Later she is given delicious fruit by the librarian.
While she is eating them, two young women appear and introduce themselves
as the princesses of the shrine, no longer statues. They have come to thank her for the offerings
and to warn her that the soldiers will never wake up because the hospital
sits on top of an ancient royal cemetery and the dead are sucking the energies
out of the living.
And the two women casually mention that the two of them are dead too.
Later Jen informs the chief nurse and young
psychic Keng
about the conversation
and they both seem to believe the letter of it as they are staring at Itt
asleep in his bed. Just then Itt has an erection under his payama and the
Keng, who appears to be a virgin,
can't resist touching the top of the penis.
While she waits for him to wake up, Jen spends her time
leafing through his notebook, full of strange diagrams and cryptic sentences.
When he finally wakes up, she takes him to an outdoors eatery and they talk
about her foreign husband.
Then they watch a goofy horror movie in a movie theater but he falls asleep
and has to be transported out by the security guards.

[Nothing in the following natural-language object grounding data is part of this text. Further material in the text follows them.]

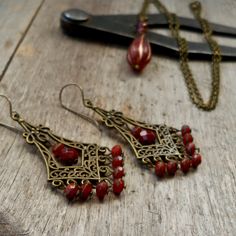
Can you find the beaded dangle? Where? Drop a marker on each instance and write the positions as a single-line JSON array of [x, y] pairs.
[[79, 170], [159, 147], [139, 53]]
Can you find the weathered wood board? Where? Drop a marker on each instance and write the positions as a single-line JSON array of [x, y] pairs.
[[200, 203]]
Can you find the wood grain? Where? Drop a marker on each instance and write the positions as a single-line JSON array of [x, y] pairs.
[[201, 203], [15, 19]]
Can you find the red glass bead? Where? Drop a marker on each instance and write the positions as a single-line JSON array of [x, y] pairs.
[[147, 137], [57, 149], [196, 160], [118, 186], [117, 161], [118, 172], [190, 148], [69, 156], [101, 190], [187, 138], [185, 129], [160, 169], [85, 191], [185, 165], [116, 151], [139, 53], [71, 191], [136, 132], [171, 168]]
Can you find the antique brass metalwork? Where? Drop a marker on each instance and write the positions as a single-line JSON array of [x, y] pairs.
[[174, 27], [94, 164], [168, 146]]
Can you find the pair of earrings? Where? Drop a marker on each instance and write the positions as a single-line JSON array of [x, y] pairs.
[[80, 170]]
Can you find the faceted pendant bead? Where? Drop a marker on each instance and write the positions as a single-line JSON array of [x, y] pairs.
[[57, 149], [101, 190], [185, 165], [85, 191], [147, 137], [190, 148], [139, 53], [160, 169], [71, 191], [185, 129], [118, 172], [117, 161], [196, 160], [116, 151], [136, 132], [118, 186], [187, 138], [171, 168]]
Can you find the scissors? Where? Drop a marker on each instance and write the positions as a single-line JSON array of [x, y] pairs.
[[120, 29]]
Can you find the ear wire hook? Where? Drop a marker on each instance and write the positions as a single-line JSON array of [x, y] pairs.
[[11, 112], [86, 117]]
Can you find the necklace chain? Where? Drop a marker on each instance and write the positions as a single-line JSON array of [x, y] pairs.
[[174, 27]]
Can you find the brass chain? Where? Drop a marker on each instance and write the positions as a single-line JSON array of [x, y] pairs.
[[174, 27]]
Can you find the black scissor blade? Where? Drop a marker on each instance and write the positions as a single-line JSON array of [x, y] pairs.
[[186, 23], [111, 28]]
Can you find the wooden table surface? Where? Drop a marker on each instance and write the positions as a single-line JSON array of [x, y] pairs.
[[37, 60]]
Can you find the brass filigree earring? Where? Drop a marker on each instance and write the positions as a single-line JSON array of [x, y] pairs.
[[159, 147], [77, 169]]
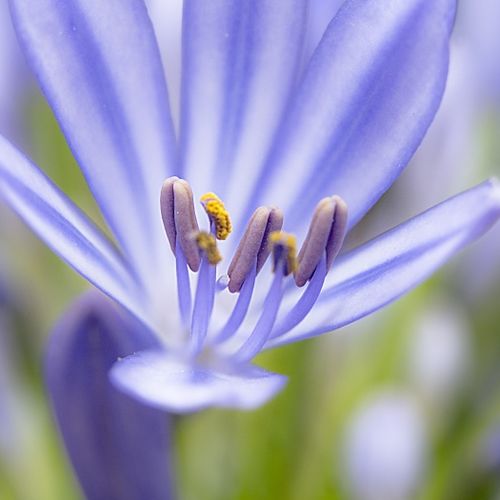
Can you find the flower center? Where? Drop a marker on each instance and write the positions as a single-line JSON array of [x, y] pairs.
[[197, 251]]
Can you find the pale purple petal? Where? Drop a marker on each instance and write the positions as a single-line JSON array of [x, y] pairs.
[[321, 12], [65, 229], [14, 82], [119, 448], [171, 384], [370, 92], [383, 269], [99, 66], [240, 61]]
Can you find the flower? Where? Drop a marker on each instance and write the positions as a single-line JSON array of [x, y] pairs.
[[261, 129], [14, 83], [386, 447]]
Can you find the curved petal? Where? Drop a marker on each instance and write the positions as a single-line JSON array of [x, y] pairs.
[[240, 61], [180, 387], [166, 17], [368, 96], [118, 448], [65, 229], [99, 66], [385, 268]]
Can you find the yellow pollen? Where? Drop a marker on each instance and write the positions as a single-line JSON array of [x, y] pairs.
[[218, 214], [208, 244], [288, 244]]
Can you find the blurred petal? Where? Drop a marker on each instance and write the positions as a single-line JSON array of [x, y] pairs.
[[64, 228], [321, 12], [119, 448], [385, 268], [386, 448], [166, 382], [240, 61], [370, 92], [99, 67]]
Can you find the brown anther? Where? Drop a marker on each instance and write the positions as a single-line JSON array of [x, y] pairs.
[[326, 234], [254, 247], [179, 219]]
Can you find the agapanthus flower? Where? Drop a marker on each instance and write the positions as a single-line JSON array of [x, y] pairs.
[[269, 143]]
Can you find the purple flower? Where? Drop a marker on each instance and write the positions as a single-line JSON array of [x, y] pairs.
[[262, 128]]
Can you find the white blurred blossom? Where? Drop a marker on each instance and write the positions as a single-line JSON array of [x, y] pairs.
[[385, 448]]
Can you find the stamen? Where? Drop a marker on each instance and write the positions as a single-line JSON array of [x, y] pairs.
[[183, 286], [260, 333], [179, 219], [254, 247], [208, 244], [326, 234], [218, 215], [284, 248]]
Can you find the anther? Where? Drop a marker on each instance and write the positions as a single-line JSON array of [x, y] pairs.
[[208, 244], [218, 215], [254, 247], [284, 248], [179, 219], [326, 234]]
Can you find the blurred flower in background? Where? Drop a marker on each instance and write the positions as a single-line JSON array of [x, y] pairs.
[[386, 447]]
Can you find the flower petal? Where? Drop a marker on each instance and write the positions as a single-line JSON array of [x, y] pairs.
[[383, 269], [118, 448], [168, 383], [64, 228], [99, 66], [368, 96], [240, 61]]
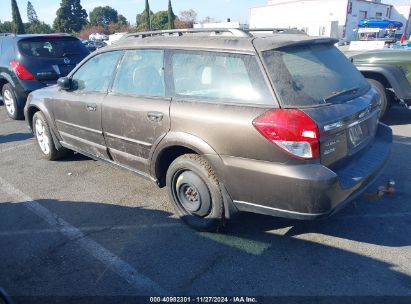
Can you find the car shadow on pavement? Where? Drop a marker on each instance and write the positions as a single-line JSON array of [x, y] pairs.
[[252, 257], [15, 137]]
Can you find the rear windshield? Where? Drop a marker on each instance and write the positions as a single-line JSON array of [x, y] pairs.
[[49, 47], [311, 75]]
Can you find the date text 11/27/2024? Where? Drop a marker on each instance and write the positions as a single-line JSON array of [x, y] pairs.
[[203, 300]]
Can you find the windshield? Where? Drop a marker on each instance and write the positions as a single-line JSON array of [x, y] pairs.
[[310, 75], [50, 47]]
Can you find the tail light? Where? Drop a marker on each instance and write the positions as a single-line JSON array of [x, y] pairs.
[[292, 131], [21, 71]]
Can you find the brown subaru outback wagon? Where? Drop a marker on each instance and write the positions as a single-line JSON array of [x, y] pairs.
[[269, 121]]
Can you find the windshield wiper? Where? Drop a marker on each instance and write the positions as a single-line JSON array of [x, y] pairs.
[[351, 91]]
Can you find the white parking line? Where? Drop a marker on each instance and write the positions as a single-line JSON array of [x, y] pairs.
[[142, 284], [402, 143], [88, 229], [384, 215], [17, 147]]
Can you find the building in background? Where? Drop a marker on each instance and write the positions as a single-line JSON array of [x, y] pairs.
[[331, 18]]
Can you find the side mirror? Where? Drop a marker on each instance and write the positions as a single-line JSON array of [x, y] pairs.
[[64, 83]]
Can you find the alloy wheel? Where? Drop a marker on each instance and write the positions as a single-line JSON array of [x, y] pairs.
[[9, 102], [42, 137]]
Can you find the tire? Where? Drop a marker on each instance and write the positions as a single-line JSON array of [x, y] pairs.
[[14, 111], [194, 190], [44, 139], [385, 100]]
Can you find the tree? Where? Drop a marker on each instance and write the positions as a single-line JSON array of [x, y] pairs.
[[144, 19], [188, 16], [6, 27], [18, 27], [118, 28], [70, 17], [122, 20], [170, 16], [88, 30], [31, 13], [103, 16], [38, 28], [160, 21]]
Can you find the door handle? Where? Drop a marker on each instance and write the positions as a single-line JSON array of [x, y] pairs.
[[155, 116], [92, 107]]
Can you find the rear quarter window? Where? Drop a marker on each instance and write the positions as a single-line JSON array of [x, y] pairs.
[[44, 47], [308, 75], [220, 77]]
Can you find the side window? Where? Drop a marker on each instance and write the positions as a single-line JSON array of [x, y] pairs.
[[219, 76], [95, 75], [140, 73]]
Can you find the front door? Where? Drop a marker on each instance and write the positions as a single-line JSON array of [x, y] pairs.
[[136, 112], [77, 111]]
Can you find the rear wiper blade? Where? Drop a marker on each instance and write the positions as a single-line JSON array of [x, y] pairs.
[[68, 53], [351, 91]]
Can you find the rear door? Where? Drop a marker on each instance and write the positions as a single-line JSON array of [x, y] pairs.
[[136, 112], [77, 112], [321, 81], [50, 57]]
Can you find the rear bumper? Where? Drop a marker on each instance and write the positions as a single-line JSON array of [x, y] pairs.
[[24, 88], [305, 191]]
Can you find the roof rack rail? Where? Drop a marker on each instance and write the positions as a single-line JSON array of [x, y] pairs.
[[7, 34], [236, 32], [277, 30], [180, 32]]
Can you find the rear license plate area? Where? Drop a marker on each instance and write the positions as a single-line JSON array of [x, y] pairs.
[[359, 133]]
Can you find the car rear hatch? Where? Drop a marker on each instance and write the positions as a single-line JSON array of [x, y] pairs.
[[317, 79], [50, 57]]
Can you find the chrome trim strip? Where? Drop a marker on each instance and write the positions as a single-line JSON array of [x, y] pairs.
[[280, 210], [134, 141], [64, 134], [357, 122], [110, 162], [79, 127]]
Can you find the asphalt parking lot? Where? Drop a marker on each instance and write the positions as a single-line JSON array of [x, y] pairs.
[[79, 227]]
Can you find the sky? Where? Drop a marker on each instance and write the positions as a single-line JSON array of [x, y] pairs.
[[237, 10]]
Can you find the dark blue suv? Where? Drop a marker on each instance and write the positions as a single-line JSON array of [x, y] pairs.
[[31, 62]]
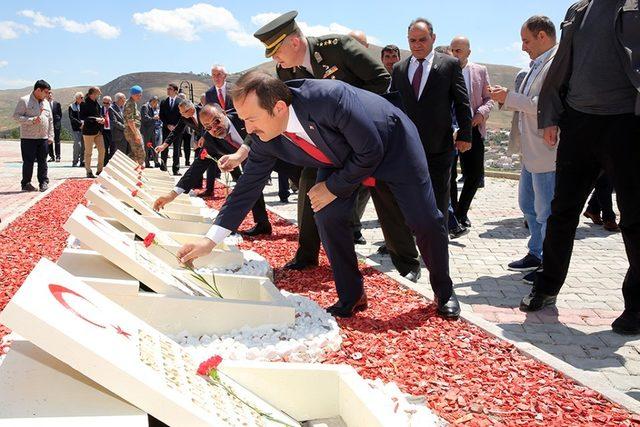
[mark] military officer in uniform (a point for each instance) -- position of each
(132, 120)
(352, 136)
(336, 57)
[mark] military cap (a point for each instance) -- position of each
(273, 33)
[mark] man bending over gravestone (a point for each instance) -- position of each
(351, 135)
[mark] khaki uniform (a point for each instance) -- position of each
(131, 112)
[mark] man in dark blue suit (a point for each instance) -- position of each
(351, 136)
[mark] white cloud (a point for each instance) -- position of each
(97, 27)
(14, 83)
(12, 30)
(187, 23)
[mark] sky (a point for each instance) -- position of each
(73, 43)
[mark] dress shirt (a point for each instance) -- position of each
(426, 69)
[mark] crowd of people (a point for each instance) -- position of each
(346, 127)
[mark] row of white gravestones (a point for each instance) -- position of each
(185, 301)
(121, 353)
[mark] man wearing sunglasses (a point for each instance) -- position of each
(221, 135)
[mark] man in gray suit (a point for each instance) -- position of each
(117, 123)
(592, 94)
(538, 175)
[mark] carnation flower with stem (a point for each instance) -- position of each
(209, 370)
(151, 240)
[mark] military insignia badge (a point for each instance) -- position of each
(329, 72)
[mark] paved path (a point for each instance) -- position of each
(576, 332)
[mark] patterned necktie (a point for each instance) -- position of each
(308, 148)
(221, 99)
(417, 78)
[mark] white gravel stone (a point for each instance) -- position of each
(407, 414)
(314, 334)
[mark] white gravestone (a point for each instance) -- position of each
(98, 338)
(185, 303)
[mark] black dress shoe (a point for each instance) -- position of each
(536, 300)
(459, 231)
(340, 309)
(29, 187)
(413, 276)
(464, 221)
(627, 324)
(294, 264)
(258, 230)
(449, 309)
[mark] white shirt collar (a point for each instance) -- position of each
(428, 59)
(306, 63)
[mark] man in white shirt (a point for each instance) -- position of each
(537, 178)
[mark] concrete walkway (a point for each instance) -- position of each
(574, 338)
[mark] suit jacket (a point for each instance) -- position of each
(525, 136)
(116, 119)
(183, 125)
(169, 116)
(147, 123)
(432, 112)
(212, 96)
(627, 30)
(74, 118)
(341, 58)
(479, 96)
(362, 134)
(56, 111)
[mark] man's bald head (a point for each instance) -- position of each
(461, 49)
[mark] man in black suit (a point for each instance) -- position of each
(222, 134)
(56, 111)
(170, 116)
(219, 92)
(116, 119)
(351, 135)
(430, 83)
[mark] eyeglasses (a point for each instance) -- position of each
(215, 122)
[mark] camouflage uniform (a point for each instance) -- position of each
(131, 112)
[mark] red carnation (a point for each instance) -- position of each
(209, 365)
(149, 240)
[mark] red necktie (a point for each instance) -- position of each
(417, 78)
(231, 141)
(221, 99)
(308, 148)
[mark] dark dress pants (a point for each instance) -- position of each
(34, 150)
(109, 145)
(54, 149)
(417, 204)
(473, 174)
(601, 201)
(589, 143)
(177, 143)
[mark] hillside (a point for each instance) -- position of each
(155, 83)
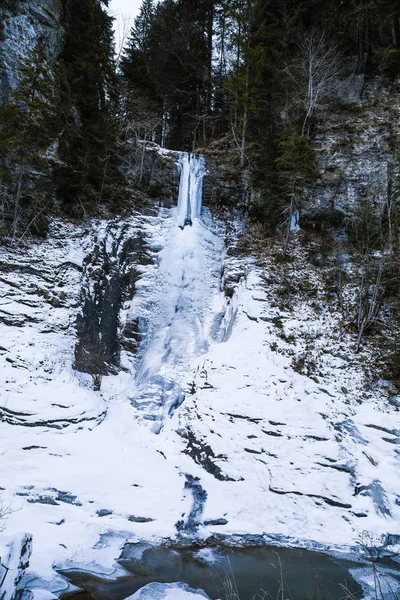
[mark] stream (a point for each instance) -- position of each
(252, 571)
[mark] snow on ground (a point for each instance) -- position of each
(255, 447)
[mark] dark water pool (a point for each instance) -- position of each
(305, 575)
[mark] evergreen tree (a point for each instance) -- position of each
(29, 121)
(89, 173)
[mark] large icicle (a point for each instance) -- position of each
(176, 301)
(191, 188)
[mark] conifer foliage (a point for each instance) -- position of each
(89, 103)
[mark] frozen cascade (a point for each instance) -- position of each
(178, 299)
(190, 188)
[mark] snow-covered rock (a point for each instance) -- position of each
(276, 432)
(15, 553)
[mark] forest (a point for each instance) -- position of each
(246, 80)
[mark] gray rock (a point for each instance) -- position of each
(104, 512)
(215, 522)
(134, 519)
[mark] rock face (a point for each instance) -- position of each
(157, 170)
(14, 560)
(356, 144)
(23, 25)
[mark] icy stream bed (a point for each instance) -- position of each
(204, 428)
(250, 572)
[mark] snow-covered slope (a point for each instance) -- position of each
(245, 445)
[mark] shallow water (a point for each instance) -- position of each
(305, 574)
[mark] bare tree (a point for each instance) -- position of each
(123, 26)
(141, 128)
(313, 72)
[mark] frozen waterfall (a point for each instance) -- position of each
(190, 188)
(178, 297)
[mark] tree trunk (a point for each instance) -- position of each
(17, 202)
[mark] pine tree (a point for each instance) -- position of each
(90, 103)
(29, 122)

At night the soldiers are being treated with color neon lights that stand
erect next to each bed under the whirling fans.
Traveling salesman Jeed comes to sell the housewives a
cream made of rubber.
Jen suspects she's a police spy. Jeed gives her some cream for free as a gift.
Jen shows it to Keng, and tells her that it smells like sperm. Keng can't
resist to smell it.
The psychic Keng enters Itt's mind while he is sleeping and, pretending to be
him, takes Jen for a walk in the woods, describing the throne, the music room, etc of the royal palace that used to stand there.
On the trees are signs inscribed with proverbs. Jen follows her calmly,
and eventually admits that she can see clearly now.
They stop on a bench. Jen offers her a potion made of medicines that her
husband has to take. Then Keng, still acting like she is Itt,
kisses her malformed leg, pours the
potion on it and licks it like a puppy suckling from its mother's tits.
Jen does not oppose this weird action but starts crying.
Back to the hospital, the real Itt wakes up and calls her name.
She has fallen asleep (now we are not sure if the previous scene really
happened or was just a weird dream). He askes her where she is and she replies
that she is not sure. They chat about the hospital. She tells him that it is
a secret government project and they are about to be relocated elsewhere.
There are people dancing and exercising outside, and there are children playing
soccer in the fields and playing in the earth dug by the excavator machine.
Jen is staring like in a trance, wide-eyed, motionless.